Making Connections

During my museum research I have found out that some museums are presenting and connecting objects in a different way than the traditional classification by classes, types and subtypes. Museums usually classify objects according to the most obvious relation, for example origin of objects. However, if we think about how we actually learn on a daily basis, nobody is dividing the world into different parts for us. We are continuously making different connections and relations between ideas. In this post I am going to talk about three museum examples that are encouraging visitors to make different connections and relations between their objects.


The first example is my latest museum obsession: Musée des Confluences in Lyon. As the name indicates this museum is about the junction, the meeting points, the connections between objects and ideas. So, lets try out something. Here are two pairs of objects that were presented together at the museum. What do you think is the relation between them?


Look for the label that explains the connection at the end of the article 

The Musée des Confluences was recently re-designed. Not all of us have the possibility to do that, but how can the idea of different connections be applied to our museums? I think that a viable option would be to develop an activity were you "misplace" an object for a determined period of time and place it somewhere where it does not have an obvious relation to the rest of objects (or if you can get away with it, I would propose doing it with a couple of objects). This way you can incentive visitors to find the relationship by asking questions about the mysterious object or making it a challenge to find it.​​

The second example of a museum making connections in a different way is the Renwick Gallery that recently opened in Washington DC. Similar to Musée des Confluences they have redesigned the museum and incorporated different connections between their works of art. The relationship between art pieces is based on the mentor of the artist, the technique and/or the material used (Check out the video). Once again, we cannot always redesign and paint our museum floor, but the same idea can be done with post-its. This could also become an activity during a museum event like a late night or a school activity.

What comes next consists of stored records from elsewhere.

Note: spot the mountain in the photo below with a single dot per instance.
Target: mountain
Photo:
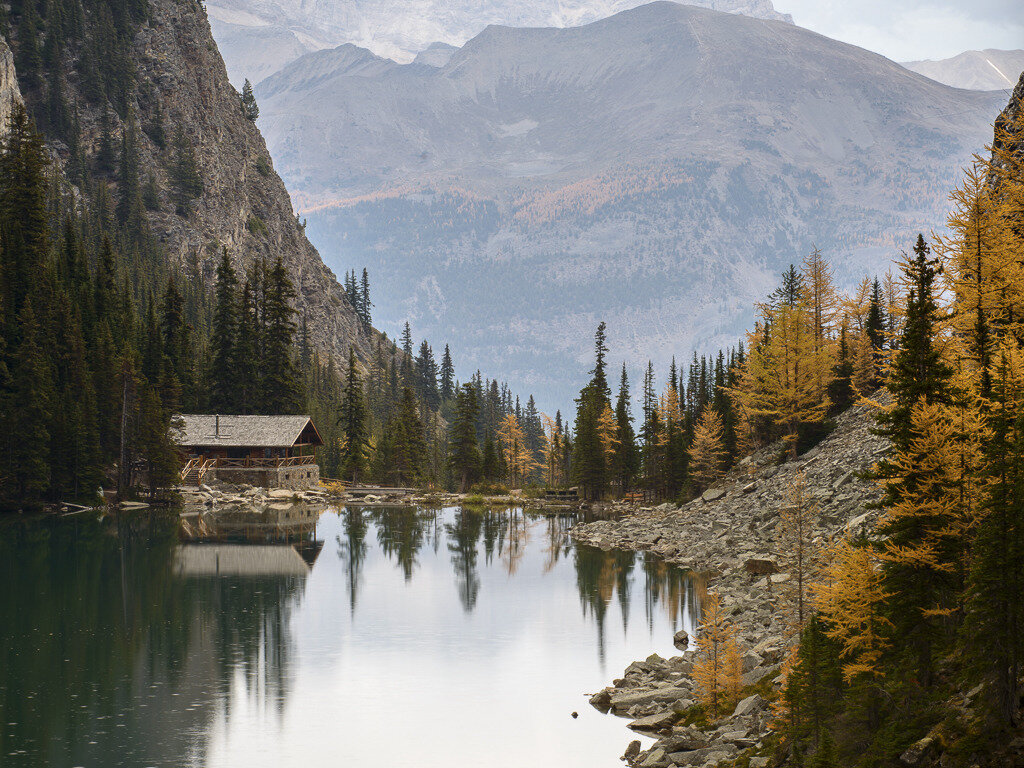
(167, 88)
(254, 49)
(258, 37)
(979, 70)
(656, 169)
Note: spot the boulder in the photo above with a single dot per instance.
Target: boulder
(713, 495)
(916, 754)
(623, 701)
(758, 566)
(655, 758)
(749, 706)
(682, 706)
(684, 739)
(653, 723)
(707, 756)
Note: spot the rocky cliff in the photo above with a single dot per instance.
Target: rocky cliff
(9, 92)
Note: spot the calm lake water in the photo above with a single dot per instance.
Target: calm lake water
(415, 638)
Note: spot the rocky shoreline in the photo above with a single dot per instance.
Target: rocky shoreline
(223, 495)
(728, 536)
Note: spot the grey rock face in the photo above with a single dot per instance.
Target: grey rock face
(180, 70)
(9, 92)
(733, 543)
(641, 167)
(403, 30)
(978, 70)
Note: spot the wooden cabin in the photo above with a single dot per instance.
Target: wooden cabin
(267, 451)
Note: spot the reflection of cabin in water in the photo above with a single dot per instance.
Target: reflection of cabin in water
(268, 451)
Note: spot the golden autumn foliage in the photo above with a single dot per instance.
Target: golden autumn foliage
(798, 554)
(707, 451)
(717, 665)
(518, 458)
(849, 597)
(551, 450)
(607, 431)
(931, 517)
(784, 373)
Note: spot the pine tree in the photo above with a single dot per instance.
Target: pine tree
(353, 421)
(223, 383)
(248, 101)
(464, 456)
(32, 400)
(246, 366)
(993, 629)
(798, 554)
(365, 303)
(850, 598)
(707, 451)
(625, 460)
(280, 378)
(446, 376)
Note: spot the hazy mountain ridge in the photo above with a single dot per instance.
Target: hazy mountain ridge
(655, 169)
(244, 28)
(978, 70)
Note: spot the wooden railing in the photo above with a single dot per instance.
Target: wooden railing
(206, 467)
(288, 461)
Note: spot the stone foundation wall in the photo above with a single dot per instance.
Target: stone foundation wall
(298, 477)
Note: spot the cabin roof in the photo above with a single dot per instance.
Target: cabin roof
(247, 431)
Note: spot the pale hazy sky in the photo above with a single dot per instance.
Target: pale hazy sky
(907, 30)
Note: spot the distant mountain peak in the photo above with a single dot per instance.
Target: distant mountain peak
(402, 31)
(987, 70)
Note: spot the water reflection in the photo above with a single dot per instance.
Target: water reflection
(121, 645)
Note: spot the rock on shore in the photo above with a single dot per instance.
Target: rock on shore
(728, 535)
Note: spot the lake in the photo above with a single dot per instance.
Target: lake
(391, 636)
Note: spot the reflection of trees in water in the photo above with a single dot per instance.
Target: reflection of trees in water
(558, 544)
(463, 532)
(352, 550)
(678, 592)
(604, 576)
(513, 539)
(599, 577)
(97, 632)
(400, 535)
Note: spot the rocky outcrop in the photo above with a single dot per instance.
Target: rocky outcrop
(1009, 129)
(729, 536)
(181, 88)
(245, 206)
(9, 92)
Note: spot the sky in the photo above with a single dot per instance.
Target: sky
(910, 30)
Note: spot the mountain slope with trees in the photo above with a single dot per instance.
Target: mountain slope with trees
(654, 169)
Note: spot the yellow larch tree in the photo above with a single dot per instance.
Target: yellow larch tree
(708, 450)
(823, 302)
(782, 377)
(717, 666)
(607, 432)
(552, 449)
(850, 598)
(518, 458)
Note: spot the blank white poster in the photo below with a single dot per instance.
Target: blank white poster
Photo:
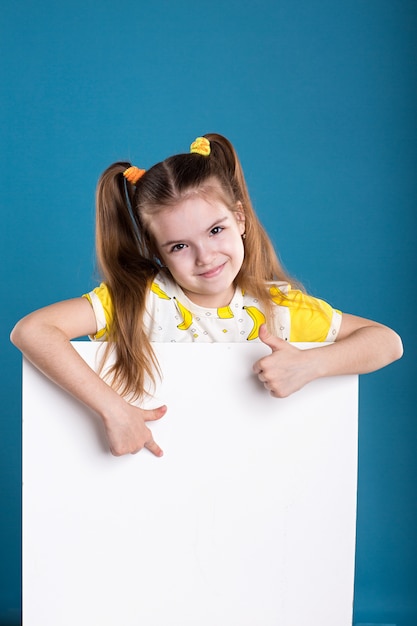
(247, 520)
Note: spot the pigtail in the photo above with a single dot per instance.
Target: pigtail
(260, 263)
(127, 268)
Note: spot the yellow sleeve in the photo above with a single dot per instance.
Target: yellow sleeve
(311, 319)
(101, 302)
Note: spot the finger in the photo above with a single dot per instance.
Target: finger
(151, 415)
(153, 447)
(275, 343)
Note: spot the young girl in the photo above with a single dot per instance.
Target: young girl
(184, 258)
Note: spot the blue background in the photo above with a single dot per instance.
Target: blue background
(319, 98)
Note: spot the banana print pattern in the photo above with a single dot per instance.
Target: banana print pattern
(159, 292)
(258, 319)
(187, 316)
(276, 295)
(225, 313)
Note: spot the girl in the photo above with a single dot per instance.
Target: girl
(184, 258)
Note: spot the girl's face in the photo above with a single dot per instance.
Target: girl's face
(200, 242)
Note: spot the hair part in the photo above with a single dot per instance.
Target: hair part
(127, 253)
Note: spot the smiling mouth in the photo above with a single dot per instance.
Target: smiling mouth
(213, 272)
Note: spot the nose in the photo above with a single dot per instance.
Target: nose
(204, 255)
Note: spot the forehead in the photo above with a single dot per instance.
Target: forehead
(189, 216)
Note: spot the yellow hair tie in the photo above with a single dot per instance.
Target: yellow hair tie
(132, 174)
(201, 146)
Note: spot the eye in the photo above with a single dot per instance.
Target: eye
(178, 247)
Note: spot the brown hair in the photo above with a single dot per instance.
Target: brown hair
(128, 257)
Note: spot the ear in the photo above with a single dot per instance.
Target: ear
(240, 217)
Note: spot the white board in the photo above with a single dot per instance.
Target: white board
(247, 520)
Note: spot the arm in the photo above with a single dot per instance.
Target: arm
(362, 346)
(44, 338)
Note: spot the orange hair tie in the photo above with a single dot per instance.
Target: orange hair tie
(132, 174)
(201, 146)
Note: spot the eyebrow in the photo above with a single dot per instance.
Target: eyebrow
(216, 223)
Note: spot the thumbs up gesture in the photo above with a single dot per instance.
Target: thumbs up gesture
(287, 369)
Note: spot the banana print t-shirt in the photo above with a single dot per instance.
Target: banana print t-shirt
(171, 317)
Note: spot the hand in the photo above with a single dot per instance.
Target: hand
(127, 432)
(284, 371)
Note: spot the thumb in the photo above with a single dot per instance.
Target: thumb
(275, 343)
(155, 414)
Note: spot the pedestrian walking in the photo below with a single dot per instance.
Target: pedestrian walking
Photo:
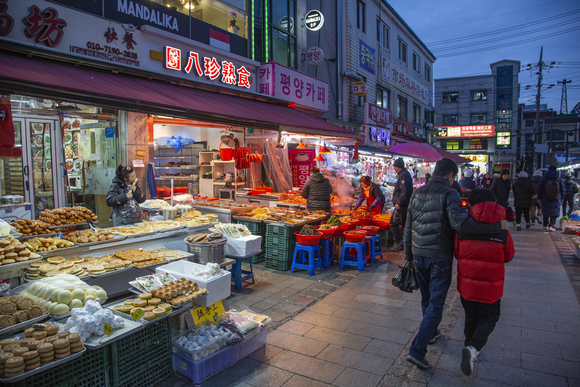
(434, 215)
(536, 205)
(571, 190)
(523, 193)
(480, 274)
(551, 193)
(401, 197)
(501, 188)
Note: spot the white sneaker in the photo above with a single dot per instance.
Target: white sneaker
(469, 354)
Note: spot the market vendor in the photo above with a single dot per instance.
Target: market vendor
(124, 197)
(373, 195)
(317, 191)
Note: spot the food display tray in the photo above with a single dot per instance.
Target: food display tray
(67, 225)
(23, 325)
(131, 326)
(43, 368)
(52, 235)
(118, 238)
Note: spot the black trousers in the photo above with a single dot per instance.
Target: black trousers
(398, 221)
(551, 220)
(480, 320)
(525, 212)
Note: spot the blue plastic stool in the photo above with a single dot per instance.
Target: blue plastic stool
(358, 260)
(327, 252)
(371, 242)
(300, 261)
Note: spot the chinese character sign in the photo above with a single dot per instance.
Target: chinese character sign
(226, 72)
(377, 115)
(403, 81)
(367, 57)
(301, 160)
(282, 82)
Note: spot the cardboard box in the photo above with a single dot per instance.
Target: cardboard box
(242, 247)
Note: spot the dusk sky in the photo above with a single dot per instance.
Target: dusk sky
(438, 21)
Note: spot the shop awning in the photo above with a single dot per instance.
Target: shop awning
(45, 79)
(378, 151)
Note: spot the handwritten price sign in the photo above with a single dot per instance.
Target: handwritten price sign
(208, 313)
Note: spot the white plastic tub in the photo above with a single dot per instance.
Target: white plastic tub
(218, 288)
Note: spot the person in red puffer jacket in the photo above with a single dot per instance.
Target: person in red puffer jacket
(481, 273)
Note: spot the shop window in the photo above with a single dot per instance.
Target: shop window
(478, 118)
(382, 34)
(283, 32)
(360, 16)
(383, 97)
(402, 108)
(452, 145)
(402, 52)
(449, 119)
(229, 15)
(417, 63)
(451, 97)
(478, 95)
(416, 114)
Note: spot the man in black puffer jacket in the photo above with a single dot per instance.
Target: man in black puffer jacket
(317, 191)
(435, 215)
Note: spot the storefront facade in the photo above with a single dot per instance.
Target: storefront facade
(101, 109)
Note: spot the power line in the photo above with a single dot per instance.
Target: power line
(502, 30)
(497, 39)
(509, 44)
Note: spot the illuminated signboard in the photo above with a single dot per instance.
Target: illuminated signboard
(466, 131)
(211, 67)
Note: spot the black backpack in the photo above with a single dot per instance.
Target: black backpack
(552, 190)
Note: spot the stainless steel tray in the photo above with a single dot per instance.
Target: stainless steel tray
(131, 326)
(117, 239)
(23, 325)
(43, 368)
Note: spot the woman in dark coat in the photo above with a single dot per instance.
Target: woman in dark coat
(501, 188)
(523, 193)
(124, 197)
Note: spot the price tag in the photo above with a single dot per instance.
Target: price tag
(208, 313)
(138, 314)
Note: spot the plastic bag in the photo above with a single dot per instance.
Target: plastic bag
(179, 142)
(406, 279)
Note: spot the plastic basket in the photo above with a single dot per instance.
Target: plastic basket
(91, 369)
(277, 264)
(198, 371)
(308, 240)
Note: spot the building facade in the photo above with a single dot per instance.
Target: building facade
(477, 116)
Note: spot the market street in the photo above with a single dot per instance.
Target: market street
(359, 335)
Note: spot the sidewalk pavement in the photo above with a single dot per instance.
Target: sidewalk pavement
(342, 328)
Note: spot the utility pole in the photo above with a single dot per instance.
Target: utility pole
(538, 95)
(564, 99)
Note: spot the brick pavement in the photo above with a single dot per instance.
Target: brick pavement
(355, 330)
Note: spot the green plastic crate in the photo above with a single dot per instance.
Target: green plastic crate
(278, 264)
(89, 370)
(255, 228)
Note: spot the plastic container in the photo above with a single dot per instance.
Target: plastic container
(371, 230)
(218, 288)
(326, 234)
(355, 236)
(308, 240)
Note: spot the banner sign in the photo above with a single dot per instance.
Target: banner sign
(400, 79)
(286, 83)
(377, 115)
(301, 160)
(466, 131)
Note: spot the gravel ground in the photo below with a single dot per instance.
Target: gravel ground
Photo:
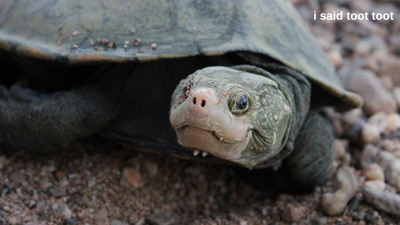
(99, 182)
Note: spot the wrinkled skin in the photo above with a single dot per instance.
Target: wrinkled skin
(232, 114)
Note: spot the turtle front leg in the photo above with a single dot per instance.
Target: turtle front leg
(311, 160)
(47, 122)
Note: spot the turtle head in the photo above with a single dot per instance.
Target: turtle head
(231, 114)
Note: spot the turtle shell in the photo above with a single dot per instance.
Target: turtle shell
(85, 31)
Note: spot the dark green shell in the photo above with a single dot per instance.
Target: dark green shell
(80, 31)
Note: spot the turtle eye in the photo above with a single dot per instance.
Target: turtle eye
(239, 104)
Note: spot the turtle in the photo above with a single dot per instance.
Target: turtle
(235, 82)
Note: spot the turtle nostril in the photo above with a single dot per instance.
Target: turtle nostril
(203, 103)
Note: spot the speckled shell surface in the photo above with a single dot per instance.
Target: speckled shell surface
(85, 31)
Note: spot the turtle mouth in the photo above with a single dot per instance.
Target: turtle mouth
(206, 142)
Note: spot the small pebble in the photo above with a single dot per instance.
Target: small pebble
(369, 218)
(160, 219)
(374, 172)
(58, 192)
(396, 93)
(2, 161)
(370, 134)
(393, 122)
(71, 221)
(60, 175)
(132, 176)
(357, 216)
(137, 41)
(354, 203)
(104, 41)
(293, 213)
(340, 148)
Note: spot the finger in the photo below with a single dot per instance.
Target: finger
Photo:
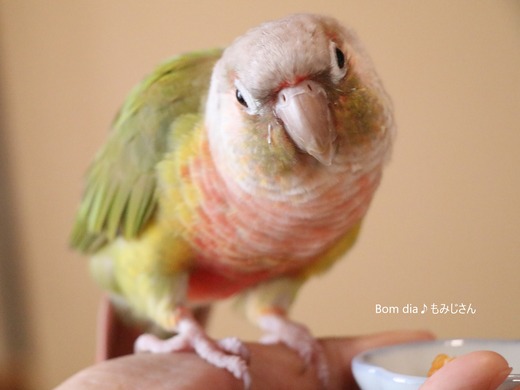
(481, 370)
(152, 372)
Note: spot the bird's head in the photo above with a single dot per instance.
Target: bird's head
(295, 87)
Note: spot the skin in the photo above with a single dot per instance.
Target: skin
(277, 367)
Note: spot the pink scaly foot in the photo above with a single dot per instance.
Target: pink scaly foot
(280, 329)
(229, 353)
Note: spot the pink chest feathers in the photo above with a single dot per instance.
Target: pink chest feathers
(242, 233)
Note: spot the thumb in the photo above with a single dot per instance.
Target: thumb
(481, 370)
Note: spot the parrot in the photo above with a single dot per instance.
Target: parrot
(239, 172)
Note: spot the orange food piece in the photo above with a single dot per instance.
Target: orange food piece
(439, 361)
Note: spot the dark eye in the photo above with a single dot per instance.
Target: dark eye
(340, 58)
(240, 98)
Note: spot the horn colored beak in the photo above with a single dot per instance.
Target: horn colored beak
(304, 111)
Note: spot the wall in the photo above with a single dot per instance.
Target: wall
(444, 225)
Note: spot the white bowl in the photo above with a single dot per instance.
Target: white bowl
(405, 366)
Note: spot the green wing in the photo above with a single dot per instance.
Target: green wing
(120, 193)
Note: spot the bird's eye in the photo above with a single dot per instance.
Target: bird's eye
(340, 58)
(240, 98)
(338, 63)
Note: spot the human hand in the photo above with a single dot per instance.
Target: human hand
(276, 367)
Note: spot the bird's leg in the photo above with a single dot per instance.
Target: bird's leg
(267, 306)
(279, 328)
(229, 353)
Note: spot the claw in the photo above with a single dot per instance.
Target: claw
(279, 329)
(230, 354)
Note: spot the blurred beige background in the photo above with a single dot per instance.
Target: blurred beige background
(444, 227)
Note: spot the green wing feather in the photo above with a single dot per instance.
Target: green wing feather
(120, 193)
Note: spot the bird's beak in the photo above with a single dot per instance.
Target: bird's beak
(304, 111)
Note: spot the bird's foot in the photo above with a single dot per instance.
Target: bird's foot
(279, 329)
(229, 353)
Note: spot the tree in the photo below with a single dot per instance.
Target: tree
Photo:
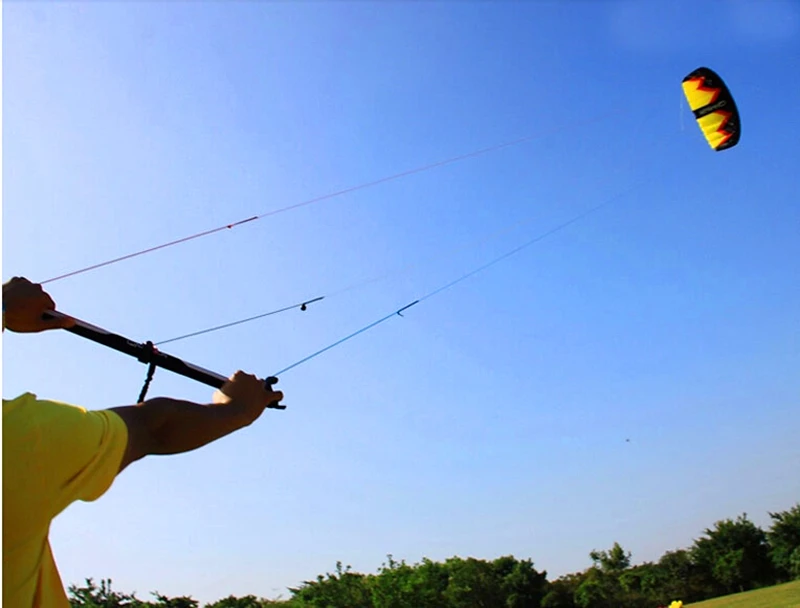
(735, 554)
(613, 562)
(784, 541)
(520, 583)
(342, 588)
(92, 596)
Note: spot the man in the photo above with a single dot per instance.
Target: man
(55, 454)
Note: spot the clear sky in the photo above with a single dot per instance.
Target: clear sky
(492, 419)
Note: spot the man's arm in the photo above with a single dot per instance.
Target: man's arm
(170, 426)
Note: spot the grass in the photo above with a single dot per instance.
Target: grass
(780, 596)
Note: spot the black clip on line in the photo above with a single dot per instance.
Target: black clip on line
(149, 354)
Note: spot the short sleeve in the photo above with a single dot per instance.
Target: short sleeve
(69, 453)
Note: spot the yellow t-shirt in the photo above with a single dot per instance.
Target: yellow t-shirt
(53, 455)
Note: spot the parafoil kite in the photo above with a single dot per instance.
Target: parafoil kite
(713, 107)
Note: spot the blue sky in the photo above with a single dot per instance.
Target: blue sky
(491, 419)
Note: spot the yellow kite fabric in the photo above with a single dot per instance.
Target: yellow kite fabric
(713, 108)
(53, 455)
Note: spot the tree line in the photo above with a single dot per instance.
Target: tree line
(732, 556)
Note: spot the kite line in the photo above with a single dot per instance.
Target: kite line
(331, 195)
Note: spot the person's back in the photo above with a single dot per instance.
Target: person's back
(55, 453)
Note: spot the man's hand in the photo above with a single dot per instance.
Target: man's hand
(248, 393)
(24, 303)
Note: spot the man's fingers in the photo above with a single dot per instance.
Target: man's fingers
(58, 323)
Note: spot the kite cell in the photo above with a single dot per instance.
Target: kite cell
(713, 107)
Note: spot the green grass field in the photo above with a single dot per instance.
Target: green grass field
(780, 596)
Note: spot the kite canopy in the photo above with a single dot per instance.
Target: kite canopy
(713, 107)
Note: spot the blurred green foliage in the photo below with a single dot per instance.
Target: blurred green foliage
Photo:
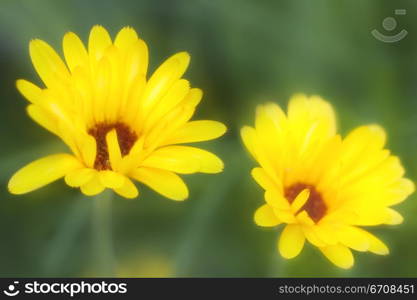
(243, 53)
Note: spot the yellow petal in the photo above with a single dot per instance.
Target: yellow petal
(162, 79)
(338, 254)
(98, 42)
(48, 64)
(136, 62)
(43, 118)
(393, 217)
(264, 216)
(304, 219)
(399, 191)
(175, 94)
(79, 177)
(113, 148)
(74, 51)
(353, 237)
(41, 172)
(29, 90)
(126, 37)
(197, 131)
(248, 135)
(309, 232)
(92, 187)
(185, 160)
(111, 179)
(127, 190)
(291, 241)
(164, 182)
(193, 98)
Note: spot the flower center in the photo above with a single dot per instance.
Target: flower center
(315, 206)
(125, 137)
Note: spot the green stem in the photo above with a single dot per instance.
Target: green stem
(102, 234)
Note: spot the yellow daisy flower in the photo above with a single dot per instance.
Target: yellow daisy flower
(118, 124)
(322, 186)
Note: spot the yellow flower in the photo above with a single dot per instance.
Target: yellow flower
(322, 186)
(118, 124)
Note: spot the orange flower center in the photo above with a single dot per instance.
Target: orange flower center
(314, 206)
(125, 136)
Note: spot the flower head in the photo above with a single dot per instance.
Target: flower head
(321, 186)
(118, 124)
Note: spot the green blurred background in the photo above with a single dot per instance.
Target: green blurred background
(243, 53)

Finally, the education team of the Victoria and Albert Museum in London has designed an amazing activity where visitors/students are asked to find the six degrees of connection between two objects. At a first glance there may seem that the objects have nothing in common, but that is the challenge. The instructions are that the six degrees need to be other objects that are found within the galleries. When I did this activity in a museum education workshop, my group and I made up a love story using four other museum objects (image on bottom left). Next time you visit a museum make up your own story connecting two random objects ;) 

All three examples are great education activities because they push visitors to ask questions, find answers, solve problems, connect different concepts and provoke inquiry.Do you have any other good examples of museums making connections in a creative way?